See my rant at the top of https://movies.stackexchange.com/a/111538/25773 for why this is.
The script is a part of the call sheet, which everyone [except SAs] gets.
The call sheet is 'today's bible'. It contains all details of today's shoot - the entire production list, from director right down to runners, carpenters, electricians, caterers and transport; with their contact details, email and phone numbers. Who is needed at what time, when they need to be in costume or makeup if they are a performer - transport details to get them there.
It has details of which scenes will be shot, in what order, at what times [assuming they can keep to schedule]. Which performers are needed and when for these scenes. How many SAs and what characters.
Almost as an afterthought, the scripts for each scene are tagged to the back of this, so everybody gets one.
Most of the crew needs these details to do their job. Props need to know which sets to finish dressing - fresh flowers, for instance can't be set up permanently.
Costume, hair and makeup need to know who they're expecting, what they need for each scene, anything that may need extra preparation, wigs or prosthetics.

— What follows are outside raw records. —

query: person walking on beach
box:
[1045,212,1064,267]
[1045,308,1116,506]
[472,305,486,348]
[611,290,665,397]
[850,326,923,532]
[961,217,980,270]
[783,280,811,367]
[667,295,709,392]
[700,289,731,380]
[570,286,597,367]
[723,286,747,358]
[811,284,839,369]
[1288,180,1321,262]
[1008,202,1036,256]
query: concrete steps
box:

3rd ADs [Assistant Directors] need to be able to not only get their people to set, but know where they should be at any given moment in the scene - they scribble this on the script so they can get their cues to match on each take.
Camera department will likely get a more detailed set of instructions describing how each shot is intended to look - this can take the form of a story-board, in diagrams, though sometimes just text descriptions, depending on the complexity of the shoot.
There's also a technical call sheet, which will contain details of every item of equipment needed for the day, from the obvious 'how many cameras' right down to which lenses, filters, batteries, or light stands.
Here's an example 1st page from a small shoot. This is 12 pages long. I've anonymised & shrunk, so there are no real details to be seen any more. You can just make out the first two story-board diagrams at the bottom left. the script itself is the last few pages - no point me anonymising that as it would all then just be a blur ;)
As mentioned in other QAs recently, leaks don't come from inside the industry, they come from outside - so everybody on the inside gets to see all of what's going on. This may be for just one day if you only work one day on a production. Few people are going to be handed the entire script to a major movie all in one go, but if you work it all eventually you will have an entire script.
I don't see that there's any distinction between a 'live' sit-com and any other production, single or multi-cam. Everybody involved needs to know what's going on.